Ancak Arap rejimlerinde çözülüşün göstergesi, sonucu ve derinleştiricisi sayabileceğimiz kitle hareketlerinin “öznesiz” haline bakınca, önümüzdeki en yüksek olasılığın emperyalizmin hazırlıksızlık açığını gidermesi olduğunu da görürüz. Gerek Tunus'ta gerekse Mısır'da önlemler devreye sokuldu bile. Irak'ta derin biçimde yıpranmış Baradey'den acele bir muhalif siyasetçi üretip paraşütle Tahrir Meydanına indirmelerine, hareketin dinci bir çıkışı olmamakla birlikte yüzbinlerin namaza duruşuyla biçim kazanmakta olmasına vb bakılırsa önlemlerin sonuç verdiği de söylenebilir.

Tablo özetle budur.
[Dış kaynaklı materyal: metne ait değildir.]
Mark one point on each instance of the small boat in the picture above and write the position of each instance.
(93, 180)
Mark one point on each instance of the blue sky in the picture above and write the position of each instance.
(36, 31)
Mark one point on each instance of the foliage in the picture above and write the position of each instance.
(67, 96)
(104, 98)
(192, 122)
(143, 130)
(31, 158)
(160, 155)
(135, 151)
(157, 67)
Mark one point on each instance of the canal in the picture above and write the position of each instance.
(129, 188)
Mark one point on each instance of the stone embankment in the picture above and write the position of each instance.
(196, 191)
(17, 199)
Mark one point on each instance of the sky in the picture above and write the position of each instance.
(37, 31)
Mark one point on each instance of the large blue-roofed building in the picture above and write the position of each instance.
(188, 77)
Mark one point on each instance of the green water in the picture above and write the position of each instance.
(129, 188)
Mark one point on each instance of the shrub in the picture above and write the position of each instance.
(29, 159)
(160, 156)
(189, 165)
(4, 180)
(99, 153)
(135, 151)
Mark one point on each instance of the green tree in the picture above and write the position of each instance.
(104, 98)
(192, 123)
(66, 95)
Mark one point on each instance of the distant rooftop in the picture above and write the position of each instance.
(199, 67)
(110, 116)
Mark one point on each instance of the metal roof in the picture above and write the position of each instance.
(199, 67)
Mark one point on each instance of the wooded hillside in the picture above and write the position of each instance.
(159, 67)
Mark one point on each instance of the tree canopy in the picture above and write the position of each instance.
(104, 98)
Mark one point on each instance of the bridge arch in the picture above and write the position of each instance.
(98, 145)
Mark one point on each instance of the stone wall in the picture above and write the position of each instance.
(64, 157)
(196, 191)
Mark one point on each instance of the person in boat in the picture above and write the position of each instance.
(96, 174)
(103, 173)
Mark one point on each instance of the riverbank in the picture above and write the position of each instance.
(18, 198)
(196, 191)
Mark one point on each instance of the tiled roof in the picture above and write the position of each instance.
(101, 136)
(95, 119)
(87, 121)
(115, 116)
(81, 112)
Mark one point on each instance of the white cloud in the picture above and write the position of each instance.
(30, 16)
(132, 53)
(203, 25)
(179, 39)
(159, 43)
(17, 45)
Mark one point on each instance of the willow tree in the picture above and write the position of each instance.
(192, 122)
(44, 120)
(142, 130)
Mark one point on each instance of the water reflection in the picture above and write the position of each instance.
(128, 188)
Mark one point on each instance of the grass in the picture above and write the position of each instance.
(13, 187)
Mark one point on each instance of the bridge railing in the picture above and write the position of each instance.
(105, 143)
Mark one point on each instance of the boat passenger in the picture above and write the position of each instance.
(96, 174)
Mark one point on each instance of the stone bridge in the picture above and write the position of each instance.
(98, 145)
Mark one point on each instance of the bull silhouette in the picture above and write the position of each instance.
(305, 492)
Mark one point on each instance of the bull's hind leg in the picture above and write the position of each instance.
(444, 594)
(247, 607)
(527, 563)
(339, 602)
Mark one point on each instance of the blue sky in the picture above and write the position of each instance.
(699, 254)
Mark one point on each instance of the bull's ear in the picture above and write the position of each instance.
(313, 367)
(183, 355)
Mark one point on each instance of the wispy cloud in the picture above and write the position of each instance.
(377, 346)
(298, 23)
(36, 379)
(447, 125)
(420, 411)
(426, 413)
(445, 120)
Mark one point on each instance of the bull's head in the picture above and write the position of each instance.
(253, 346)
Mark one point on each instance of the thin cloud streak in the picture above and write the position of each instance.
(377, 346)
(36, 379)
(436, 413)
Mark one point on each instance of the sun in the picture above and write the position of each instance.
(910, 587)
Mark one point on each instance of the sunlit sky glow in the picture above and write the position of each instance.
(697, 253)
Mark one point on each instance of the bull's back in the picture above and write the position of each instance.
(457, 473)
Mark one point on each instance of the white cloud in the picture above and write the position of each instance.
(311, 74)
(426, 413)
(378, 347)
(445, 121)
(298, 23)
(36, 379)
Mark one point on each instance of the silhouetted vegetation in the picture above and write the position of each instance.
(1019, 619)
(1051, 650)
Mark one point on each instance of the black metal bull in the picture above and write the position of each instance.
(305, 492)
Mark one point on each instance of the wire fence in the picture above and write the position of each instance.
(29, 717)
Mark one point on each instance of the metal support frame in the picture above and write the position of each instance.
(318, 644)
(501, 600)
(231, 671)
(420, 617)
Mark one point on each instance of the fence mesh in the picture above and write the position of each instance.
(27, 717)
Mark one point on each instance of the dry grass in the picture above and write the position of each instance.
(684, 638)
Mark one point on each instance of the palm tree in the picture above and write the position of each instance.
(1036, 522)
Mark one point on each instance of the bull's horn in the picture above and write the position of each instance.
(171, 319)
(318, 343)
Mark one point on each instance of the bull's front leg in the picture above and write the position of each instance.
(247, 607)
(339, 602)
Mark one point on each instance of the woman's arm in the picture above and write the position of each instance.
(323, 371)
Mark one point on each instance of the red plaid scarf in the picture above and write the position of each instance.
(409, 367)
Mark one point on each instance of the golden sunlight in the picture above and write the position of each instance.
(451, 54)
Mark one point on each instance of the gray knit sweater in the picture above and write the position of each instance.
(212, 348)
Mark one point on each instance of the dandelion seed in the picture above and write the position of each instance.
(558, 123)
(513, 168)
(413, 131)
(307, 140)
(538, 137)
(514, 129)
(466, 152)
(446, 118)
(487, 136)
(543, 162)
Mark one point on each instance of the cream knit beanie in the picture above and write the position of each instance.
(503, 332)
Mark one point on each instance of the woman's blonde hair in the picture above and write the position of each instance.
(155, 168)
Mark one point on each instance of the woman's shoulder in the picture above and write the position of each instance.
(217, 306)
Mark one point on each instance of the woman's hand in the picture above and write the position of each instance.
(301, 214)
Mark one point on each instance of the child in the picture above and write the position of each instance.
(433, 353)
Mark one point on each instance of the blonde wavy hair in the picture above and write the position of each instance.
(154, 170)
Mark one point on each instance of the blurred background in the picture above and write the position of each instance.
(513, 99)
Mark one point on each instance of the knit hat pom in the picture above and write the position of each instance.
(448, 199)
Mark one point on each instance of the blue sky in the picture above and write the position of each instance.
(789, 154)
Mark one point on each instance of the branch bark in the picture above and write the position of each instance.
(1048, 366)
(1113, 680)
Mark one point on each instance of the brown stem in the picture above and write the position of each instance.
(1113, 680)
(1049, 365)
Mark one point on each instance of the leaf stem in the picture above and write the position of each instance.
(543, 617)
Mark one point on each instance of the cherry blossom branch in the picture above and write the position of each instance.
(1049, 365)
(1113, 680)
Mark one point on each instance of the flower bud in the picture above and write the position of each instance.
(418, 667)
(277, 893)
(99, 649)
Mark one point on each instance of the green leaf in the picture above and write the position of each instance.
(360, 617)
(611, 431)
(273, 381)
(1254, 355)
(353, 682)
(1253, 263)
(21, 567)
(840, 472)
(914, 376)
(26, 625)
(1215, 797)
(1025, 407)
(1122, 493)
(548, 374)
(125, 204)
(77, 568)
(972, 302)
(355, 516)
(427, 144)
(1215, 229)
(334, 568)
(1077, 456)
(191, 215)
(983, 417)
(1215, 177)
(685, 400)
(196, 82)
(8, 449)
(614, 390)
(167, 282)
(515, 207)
Sonuç insanlığın kurtuluşuna ışık tutmamaktadır. Ancak artık kitle hareketleri istisna olmaktan çıkmıştır. Hal böyleyse sınıf hareketinin ve öznenin geri dönüşü için zeminin daha elverişli hale geldiği de eklenmelidir.

Bu koşullarda bizim başbakanın “direniş” sözcüğünü aşağılaması ve kriminalize etmesi, çok zamansız ve nafile bir çıkıştır.